The Strope family has farmed and raised cattle in Osage County for more than a century. That changed somewhat in 2010, when fourth-generation farmer Bill Strope decided to expand his business to include vegetable, flower, and plant production.
“I have always loved being outside,” Bill said. He devotes several acres to growing vegetables and fruits. His grandparents, Robert and Irene, as well as other family members, help with the farming operation.
Bill plans to keep his focus on multiple crops. The family has added several high tunnels, and he expects to add three more tunnels and greenhouses to extend the growing season.
“I’m not an organic grower,” Strope said, “but I am very conscientious about when I spray. I don’t spray unless I absolutely have to, and I tell my customers this. They know what I am spraying and when.”
In 2020, he is using crop trapping, a new method of integrated pest management. Trap crops are planted to attract insects and keep them from damaging more valuable crops. That reduces the need to spray those crops with pesticides. In addition, he surrounds most of what he grows with plastic mulch “to keep weeds down.” To conserve water, he uses drip irrigation.
A Columbia Farmers Market vendor since 2015, Bill sells a variety of produce from early spring through late fall, including cauliflower, cabbage, broccoli, green beans, tomatoes, peppers, blackberries, and strawberries. This season, he plans to sell mums, hanging baskets, and an assortment of flowers. On the farm, 100 laying hens produce eggs, which he also sells at the market.
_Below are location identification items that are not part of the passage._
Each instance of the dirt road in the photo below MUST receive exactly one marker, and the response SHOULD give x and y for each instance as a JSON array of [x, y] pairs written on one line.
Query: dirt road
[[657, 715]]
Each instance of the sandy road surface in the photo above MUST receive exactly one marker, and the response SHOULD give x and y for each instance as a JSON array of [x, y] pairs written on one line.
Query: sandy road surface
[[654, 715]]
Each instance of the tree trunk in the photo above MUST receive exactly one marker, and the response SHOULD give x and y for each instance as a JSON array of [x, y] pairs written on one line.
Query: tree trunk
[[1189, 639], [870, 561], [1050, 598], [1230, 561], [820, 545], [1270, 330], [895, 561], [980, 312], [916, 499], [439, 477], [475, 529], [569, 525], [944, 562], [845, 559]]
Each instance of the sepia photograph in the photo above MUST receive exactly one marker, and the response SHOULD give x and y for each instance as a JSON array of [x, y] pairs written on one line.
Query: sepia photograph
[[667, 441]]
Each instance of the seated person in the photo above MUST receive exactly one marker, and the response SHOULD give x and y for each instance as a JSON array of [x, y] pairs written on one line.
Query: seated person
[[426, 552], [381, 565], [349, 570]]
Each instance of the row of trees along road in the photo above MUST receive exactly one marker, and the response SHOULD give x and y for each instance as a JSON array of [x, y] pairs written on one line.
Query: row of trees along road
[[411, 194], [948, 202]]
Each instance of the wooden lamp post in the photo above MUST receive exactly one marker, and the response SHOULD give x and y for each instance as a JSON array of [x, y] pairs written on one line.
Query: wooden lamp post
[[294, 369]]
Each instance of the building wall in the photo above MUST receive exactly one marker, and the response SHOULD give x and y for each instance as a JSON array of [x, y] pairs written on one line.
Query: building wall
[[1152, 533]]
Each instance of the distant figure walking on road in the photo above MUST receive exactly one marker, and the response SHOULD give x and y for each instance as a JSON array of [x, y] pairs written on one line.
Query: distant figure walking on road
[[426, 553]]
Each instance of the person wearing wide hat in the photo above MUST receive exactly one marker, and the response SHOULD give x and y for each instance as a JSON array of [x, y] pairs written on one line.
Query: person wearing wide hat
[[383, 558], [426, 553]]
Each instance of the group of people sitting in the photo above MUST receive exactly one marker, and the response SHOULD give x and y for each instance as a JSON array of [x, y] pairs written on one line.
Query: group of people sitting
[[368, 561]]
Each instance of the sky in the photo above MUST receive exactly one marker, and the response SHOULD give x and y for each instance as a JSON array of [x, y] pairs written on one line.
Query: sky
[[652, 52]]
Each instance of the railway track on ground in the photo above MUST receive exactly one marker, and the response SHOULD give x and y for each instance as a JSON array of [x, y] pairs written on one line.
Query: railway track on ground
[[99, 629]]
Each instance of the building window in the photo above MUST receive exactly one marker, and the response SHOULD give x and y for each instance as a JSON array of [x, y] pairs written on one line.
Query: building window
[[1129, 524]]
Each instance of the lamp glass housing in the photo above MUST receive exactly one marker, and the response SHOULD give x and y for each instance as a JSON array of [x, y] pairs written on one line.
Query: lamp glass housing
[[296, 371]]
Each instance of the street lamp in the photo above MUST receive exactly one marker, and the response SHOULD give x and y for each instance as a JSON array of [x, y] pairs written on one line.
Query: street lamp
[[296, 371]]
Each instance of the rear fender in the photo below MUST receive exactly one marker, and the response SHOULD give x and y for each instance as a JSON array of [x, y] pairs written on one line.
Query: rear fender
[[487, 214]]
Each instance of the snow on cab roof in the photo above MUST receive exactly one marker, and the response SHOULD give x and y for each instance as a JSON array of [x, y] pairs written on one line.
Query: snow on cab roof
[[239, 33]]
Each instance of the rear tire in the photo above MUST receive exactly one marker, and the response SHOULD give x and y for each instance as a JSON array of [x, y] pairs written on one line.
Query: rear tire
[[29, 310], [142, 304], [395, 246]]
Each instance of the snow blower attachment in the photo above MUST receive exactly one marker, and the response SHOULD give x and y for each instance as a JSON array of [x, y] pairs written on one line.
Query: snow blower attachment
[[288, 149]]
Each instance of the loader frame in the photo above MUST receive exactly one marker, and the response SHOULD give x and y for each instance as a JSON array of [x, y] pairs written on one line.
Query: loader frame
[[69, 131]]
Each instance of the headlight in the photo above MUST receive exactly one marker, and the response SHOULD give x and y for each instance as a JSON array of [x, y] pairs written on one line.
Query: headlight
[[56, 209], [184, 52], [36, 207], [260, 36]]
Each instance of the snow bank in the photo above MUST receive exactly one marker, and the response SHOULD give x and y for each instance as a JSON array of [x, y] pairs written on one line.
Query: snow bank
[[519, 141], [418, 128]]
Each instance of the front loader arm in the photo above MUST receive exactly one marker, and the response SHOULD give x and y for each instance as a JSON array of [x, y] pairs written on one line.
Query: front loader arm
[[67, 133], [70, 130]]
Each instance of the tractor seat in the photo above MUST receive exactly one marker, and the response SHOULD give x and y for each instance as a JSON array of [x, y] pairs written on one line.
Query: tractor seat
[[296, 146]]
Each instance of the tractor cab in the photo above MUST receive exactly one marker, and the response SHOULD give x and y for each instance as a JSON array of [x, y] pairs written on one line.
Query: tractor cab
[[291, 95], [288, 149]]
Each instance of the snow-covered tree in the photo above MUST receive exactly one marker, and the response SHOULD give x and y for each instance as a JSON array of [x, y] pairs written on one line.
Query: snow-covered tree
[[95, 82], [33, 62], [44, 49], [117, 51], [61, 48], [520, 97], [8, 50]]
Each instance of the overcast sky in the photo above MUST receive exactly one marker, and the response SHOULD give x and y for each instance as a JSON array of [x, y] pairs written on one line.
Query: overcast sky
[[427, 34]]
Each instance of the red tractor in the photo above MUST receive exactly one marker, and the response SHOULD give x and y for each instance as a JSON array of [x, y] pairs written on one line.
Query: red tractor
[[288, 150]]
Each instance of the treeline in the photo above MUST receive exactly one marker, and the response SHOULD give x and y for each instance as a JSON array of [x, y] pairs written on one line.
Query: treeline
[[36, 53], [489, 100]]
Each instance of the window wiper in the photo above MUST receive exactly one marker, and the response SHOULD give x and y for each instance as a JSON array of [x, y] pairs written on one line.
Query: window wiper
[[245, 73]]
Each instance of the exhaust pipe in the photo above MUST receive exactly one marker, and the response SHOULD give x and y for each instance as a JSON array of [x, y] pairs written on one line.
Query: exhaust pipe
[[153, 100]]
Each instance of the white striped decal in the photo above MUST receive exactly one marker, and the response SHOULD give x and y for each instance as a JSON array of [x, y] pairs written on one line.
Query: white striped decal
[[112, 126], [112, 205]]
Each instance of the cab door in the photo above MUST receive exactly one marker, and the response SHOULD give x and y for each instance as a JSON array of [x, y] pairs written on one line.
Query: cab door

Bill enjoys socializing at the Saturday market and appreciates the cultural diversity of his customers. The community experience has opened up a whole new world that he would not otherwise have experienced.
“I love talking to people,” he said. “One of my regular customers is from India,” Bill said. “She tells me stories about her travels.” Although he has never traveled outside of the country, he looks forward to hearing about other places and cultures.
Bill recently graduated with an associate’s degree and plans to earn a bachelor’s degree in horticulture from Colorado State University. More than happy to share his knowledge, he invites his customers to ask him plant and vegetable questions. He figures he might learn a thing or two along the way.